In the early 1990s, Mayor Joe Serna attempted to lure the Los Angeles Raiders football team to Sacramento, selling $50 million in bonds as earnest money. When the deal fell through, the bond proceeds were used to construct several large projects, including expanding the Convention Center and refurbishing of the Memorial Auditorium. Serna renamed a city park for controversial farm labor organizer Cesar Chavez. Through his effort, Sacramento became the first major city in the country to have a paid municipal holiday honoring Chavez.
In the late 1990s and early 2000s, Mayor Heather Fargo made several abortive attempts to provide taxpayer financing of a new sports arena for the Maloof brothers, owners of the Sacramento Kings NBA basketball franchise. In November 2006, Sacramento voters soundly defeated a proposed sales tax hike to finance this.
Sacramento has been involved in lengthy litigation as the defendant in lawsuits by disabled activists demanding that all City facilities, especially sidewalks, be made wheelchair accessible. Costs are estimated in the hundreds of millions of dollars for these improvements; work is now proceeding on such improvements throughout the city.

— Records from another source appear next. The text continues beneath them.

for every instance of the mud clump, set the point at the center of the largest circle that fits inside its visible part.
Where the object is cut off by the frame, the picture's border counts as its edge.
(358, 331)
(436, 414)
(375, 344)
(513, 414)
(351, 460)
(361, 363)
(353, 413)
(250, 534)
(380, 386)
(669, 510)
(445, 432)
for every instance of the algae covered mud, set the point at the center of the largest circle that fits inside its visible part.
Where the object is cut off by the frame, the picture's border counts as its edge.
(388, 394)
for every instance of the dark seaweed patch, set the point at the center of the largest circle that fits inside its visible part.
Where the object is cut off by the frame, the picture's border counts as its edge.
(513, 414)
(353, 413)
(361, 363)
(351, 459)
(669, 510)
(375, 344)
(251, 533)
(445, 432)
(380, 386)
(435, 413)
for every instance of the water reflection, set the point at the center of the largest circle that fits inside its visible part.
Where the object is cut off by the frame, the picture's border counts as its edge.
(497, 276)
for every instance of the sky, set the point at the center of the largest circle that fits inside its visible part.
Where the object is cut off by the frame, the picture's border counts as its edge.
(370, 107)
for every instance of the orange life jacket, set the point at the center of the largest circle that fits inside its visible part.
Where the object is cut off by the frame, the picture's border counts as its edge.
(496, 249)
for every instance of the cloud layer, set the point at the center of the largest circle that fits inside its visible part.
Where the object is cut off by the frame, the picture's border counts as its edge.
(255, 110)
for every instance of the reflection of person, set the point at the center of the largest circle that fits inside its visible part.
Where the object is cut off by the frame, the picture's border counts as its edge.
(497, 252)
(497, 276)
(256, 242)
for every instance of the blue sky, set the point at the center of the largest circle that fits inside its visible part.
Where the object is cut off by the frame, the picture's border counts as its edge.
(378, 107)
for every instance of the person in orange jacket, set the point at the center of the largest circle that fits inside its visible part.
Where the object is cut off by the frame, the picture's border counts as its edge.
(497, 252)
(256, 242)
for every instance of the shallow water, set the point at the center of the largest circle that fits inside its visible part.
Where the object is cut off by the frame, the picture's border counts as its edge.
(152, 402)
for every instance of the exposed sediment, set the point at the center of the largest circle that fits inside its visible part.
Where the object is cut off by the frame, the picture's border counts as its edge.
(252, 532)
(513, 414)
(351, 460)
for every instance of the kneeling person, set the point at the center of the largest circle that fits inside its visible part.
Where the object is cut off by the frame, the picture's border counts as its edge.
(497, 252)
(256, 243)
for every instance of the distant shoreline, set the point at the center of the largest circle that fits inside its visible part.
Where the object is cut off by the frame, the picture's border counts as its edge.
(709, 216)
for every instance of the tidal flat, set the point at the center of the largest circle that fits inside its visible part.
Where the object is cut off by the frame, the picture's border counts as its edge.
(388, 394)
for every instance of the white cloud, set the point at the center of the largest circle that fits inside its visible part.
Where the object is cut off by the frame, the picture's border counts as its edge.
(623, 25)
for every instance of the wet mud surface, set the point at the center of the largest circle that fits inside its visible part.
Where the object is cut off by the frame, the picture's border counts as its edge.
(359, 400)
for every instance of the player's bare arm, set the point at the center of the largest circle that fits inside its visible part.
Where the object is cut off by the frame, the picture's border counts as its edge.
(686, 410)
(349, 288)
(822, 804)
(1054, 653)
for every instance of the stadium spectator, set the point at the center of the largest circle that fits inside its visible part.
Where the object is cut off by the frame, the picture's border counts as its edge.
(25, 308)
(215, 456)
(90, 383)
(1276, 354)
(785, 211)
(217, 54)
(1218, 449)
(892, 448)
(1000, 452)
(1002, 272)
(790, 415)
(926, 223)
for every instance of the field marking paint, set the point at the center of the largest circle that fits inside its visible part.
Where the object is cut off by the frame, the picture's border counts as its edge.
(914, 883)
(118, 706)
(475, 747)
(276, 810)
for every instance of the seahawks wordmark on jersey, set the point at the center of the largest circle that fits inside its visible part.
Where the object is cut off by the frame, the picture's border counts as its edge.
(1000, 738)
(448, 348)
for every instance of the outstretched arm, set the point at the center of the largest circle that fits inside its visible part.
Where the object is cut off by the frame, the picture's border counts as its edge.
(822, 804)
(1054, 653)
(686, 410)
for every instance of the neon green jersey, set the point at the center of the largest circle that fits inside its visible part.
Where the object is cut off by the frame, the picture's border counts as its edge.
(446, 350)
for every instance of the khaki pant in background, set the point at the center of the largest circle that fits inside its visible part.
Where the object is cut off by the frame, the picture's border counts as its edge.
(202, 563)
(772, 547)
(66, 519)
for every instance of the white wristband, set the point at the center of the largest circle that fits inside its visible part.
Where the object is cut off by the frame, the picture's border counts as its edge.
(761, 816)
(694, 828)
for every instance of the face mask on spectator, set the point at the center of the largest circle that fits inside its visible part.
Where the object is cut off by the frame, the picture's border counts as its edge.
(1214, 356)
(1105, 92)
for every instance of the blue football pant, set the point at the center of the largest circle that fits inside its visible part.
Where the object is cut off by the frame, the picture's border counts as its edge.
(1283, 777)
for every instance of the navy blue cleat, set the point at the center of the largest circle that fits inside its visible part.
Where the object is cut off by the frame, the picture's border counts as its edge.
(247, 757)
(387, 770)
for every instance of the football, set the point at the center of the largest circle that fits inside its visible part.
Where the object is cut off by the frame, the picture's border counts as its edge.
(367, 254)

In 2003, the City Council required City contractors to pay a "living wage" to all employees.
Recently, the City Council considered adopting a resolution that would regulate the operations of hospitals in the City. Of the proposed resolution, the Sacramento Metro Chamber of Commerce said it "vigorously opposed the resolution. A municipal resolution seeking to regulate hospital operations is not only redundant vis-a-vis existing federal and state law, it will likely introduce inconsistent standards to be created, applied and interpreted by persons having no particular knowledge or expertise in health care operations."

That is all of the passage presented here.